Oh, the other thing I wanted to tell you was that yesterday, I road-tested a very small bag that I'd got for my birthday. Surprisingly, I found it to be not too shabby. In fact, I may even ditch the larger carrier in favour of the tiddler (but don't quote me, as this will probably change next week). But all in all, I had a lovely day with Mum and Dad... Whoa, did I just say that out loud? I meant Mum and Dad. No I didn't! I meant Ted and Nora. Yep, Ted and Nora. (NOTE TO SELF: stop talking Mildred, just stop).

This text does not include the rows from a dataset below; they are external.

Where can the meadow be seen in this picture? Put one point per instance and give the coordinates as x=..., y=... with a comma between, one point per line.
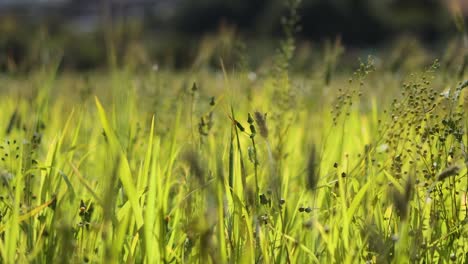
x=235, y=165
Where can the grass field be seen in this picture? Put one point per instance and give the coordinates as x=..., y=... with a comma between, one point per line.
x=150, y=165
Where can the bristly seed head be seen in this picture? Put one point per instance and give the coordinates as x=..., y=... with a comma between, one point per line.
x=260, y=119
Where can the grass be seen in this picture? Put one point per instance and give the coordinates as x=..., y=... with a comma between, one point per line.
x=217, y=166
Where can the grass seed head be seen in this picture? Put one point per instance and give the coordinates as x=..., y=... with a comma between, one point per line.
x=260, y=119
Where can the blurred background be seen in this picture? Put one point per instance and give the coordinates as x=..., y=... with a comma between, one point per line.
x=178, y=34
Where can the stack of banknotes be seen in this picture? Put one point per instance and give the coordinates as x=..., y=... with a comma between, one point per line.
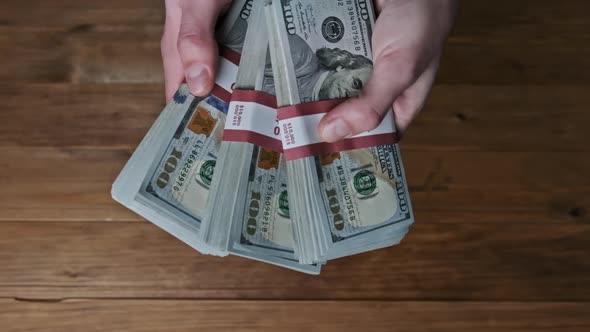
x=243, y=170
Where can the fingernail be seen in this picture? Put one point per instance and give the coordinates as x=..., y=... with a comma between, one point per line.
x=335, y=130
x=197, y=77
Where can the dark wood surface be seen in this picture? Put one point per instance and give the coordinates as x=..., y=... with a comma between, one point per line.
x=498, y=166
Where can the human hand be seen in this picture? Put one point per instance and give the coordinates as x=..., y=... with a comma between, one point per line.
x=407, y=44
x=189, y=49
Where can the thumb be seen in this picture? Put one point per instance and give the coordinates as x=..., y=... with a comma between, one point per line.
x=196, y=44
x=393, y=73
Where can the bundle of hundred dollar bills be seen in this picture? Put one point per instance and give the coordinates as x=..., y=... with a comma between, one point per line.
x=243, y=170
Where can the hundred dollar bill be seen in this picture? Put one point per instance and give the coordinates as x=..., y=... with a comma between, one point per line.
x=322, y=50
x=262, y=224
x=175, y=162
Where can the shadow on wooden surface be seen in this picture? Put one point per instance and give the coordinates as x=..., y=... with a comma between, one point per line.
x=498, y=166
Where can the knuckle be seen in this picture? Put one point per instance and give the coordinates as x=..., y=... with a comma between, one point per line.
x=404, y=63
x=372, y=117
x=166, y=47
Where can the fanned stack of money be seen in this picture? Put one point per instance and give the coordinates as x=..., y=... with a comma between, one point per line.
x=232, y=173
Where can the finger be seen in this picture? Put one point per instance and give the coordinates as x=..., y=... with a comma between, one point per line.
x=173, y=71
x=407, y=106
x=196, y=43
x=393, y=73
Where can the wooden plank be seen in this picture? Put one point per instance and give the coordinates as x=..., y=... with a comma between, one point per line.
x=437, y=261
x=524, y=43
x=457, y=117
x=174, y=315
x=60, y=13
x=100, y=115
x=53, y=184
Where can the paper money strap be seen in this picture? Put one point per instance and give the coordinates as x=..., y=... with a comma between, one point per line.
x=300, y=138
x=226, y=74
x=252, y=118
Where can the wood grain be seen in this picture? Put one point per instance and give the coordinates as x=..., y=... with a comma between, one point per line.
x=247, y=316
x=73, y=184
x=497, y=166
x=457, y=117
x=436, y=261
x=525, y=43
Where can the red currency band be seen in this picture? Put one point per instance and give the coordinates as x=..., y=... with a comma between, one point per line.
x=344, y=145
x=254, y=96
x=232, y=135
x=231, y=55
x=221, y=93
x=314, y=107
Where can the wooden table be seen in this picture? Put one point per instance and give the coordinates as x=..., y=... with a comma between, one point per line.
x=498, y=166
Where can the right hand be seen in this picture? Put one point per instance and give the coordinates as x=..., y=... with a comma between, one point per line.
x=189, y=48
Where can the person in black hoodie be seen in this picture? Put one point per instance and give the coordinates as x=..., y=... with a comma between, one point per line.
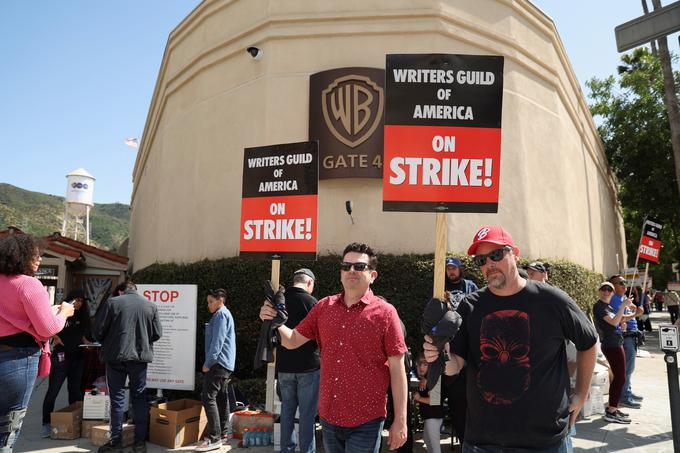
x=298, y=370
x=67, y=356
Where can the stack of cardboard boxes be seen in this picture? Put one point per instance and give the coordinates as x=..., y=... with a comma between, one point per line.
x=174, y=424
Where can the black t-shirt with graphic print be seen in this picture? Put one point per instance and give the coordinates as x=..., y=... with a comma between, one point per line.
x=517, y=377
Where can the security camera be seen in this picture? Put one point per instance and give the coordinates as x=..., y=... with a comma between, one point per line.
x=255, y=52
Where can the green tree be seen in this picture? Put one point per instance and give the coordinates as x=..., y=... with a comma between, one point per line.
x=633, y=124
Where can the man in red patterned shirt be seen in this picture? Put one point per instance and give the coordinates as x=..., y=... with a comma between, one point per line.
x=362, y=352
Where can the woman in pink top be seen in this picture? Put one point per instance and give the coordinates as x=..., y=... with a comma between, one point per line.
x=26, y=317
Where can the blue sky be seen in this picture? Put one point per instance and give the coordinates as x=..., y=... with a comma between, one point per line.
x=77, y=77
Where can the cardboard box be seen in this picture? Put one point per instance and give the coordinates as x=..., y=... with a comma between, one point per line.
x=100, y=435
x=177, y=423
x=66, y=422
x=251, y=420
x=87, y=425
x=98, y=407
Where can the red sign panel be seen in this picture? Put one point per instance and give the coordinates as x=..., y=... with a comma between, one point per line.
x=279, y=204
x=442, y=164
x=650, y=249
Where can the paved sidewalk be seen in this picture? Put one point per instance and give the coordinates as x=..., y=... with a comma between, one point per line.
x=650, y=430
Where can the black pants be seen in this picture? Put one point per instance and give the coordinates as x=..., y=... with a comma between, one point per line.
x=216, y=401
x=454, y=386
x=63, y=367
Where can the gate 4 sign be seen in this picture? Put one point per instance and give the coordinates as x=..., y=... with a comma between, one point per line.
x=650, y=244
x=442, y=133
x=279, y=205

Now, I have thought at great length (8 and a 1/2 minutes to be precise) about any morals that I have taken from my trip and they are:
  • Take the train for a novelty experience if you are not a frequent railway user as the seats are surprisingly comfy and the scope for gossip is on a par with a nosey-parker's Heaven.
  • Always request the gift of the classic, timeless 'cheque', from those who insist on giving money if you wish to have any left a week after your birthday.
Anyway, I'll see you again soon and let you know how my job interview goes. (But quick question: is honesty really the best policy when in a job interview? I think not. I mean, I think so!)

Oh, PS, yes, I confess, my parents were masquerading as my friends Ted and Nora, though in real life they are actually called Ted and Nora...

1 comment:

  1. Hi mildred , you are right about the birhtday money thing . The amount of rubbish i've bought with mine in the past is criminal! Fun as always.